HARRISBURG — A state appeals court has upheld a ruling that a Pittsburgh doctor was not negligent in treating a child who developed a severe skin condition.
Robert Kirksey Jr. had filed an Allegheny County Court of Common Pleas lawsuit against Dr. Satyanarayana Gedela, along with Children’s Hospital of Pittsburgh of University of Pittsburgh Medical Center and University of Pittsburgh Physicians, alleging negligent administration of drugs caused him to develop Stevens-Johnson Syndrome, which triggered widespread blisters and scars.
After a jury found in favor of Gedela and his employers, Kirksey appealed to the Superior Court. Judge Jack Panella wrote the opinion issued Oct. 9. Judges Victor Stabile and Maria McLaughlin concurred.
On appeal, Kirksey said the defendants violated a pretrial order requiring them to identify the origin of their evidence, specifically accusing them of misquoting an expert. Kirksey said that should entitle him to a new trial.
The panel disagreed, saying Kirksey tried “to shoehorn his objection regarding the content” into an argument about its source, when the source was undisputed. The argument over the content was appropriate for the trial itself, Panella wrote.
The panel further rejected Kirksey’s arguments about admissible evidence because it determined his objection was to the way the defense presented information he had introduced, while other of his arguments were misinterpretations of the defense’s trial arguments. It likewise shot down his allegations of court error regarding Gedela’s conduct and jury instructions.

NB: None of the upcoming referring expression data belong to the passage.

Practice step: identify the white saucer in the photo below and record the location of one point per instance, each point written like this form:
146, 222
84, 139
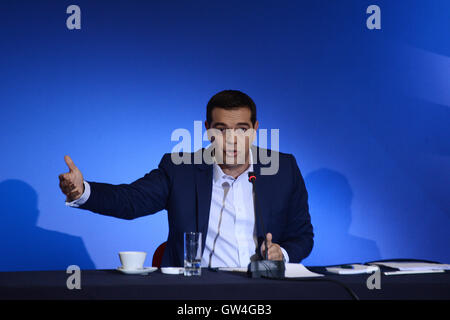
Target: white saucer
144, 271
172, 270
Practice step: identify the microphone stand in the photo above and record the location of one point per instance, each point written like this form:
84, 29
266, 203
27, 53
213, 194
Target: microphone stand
263, 268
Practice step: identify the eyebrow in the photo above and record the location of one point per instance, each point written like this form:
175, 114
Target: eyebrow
238, 124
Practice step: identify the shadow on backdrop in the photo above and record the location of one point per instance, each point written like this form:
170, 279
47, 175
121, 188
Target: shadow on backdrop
330, 198
27, 246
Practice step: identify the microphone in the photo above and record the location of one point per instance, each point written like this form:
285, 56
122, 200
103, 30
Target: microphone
263, 268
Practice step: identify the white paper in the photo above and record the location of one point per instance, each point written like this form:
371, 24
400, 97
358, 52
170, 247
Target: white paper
293, 270
357, 269
297, 270
405, 266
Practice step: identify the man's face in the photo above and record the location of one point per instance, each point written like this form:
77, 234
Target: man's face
233, 133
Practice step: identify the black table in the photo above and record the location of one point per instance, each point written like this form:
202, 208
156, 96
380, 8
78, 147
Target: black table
111, 284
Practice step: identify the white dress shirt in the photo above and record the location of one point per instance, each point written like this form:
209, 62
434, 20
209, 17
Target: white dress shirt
231, 237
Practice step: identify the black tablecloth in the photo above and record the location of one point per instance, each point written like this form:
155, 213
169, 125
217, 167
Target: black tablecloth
111, 284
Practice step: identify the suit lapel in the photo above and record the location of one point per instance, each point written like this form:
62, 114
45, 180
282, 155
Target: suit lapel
203, 178
262, 189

“We cannot find the court abused its discretion in permitting (the defendants) to introduce evidence of the risk of rash as part of establishing the standard of care,” Panella wrote. “The only evidence pertaining to the risk of rash was introduced to show Gedela’s own awareness of the potential side effects.”
Kirksey also called for a new trial because one of the jurors failed to disclose she had admitting privileges at UPMC hospitals and had been a family doctor at a UPMC facility. The panel said the juror did disclose her professional history as well as her current job at a competing hospital.
“Even if Kirksey had demonstrated such a relationship, UPMC itself is not one of the parties in this action,” Panella wrote, saying Kirksey only sued the children’s hospital and not the entire network. “We are entirely unconvinced that Kirksey has shown a sufficiently close enough relationship exists to warrant a presumption of prejudice,” the judge ruled.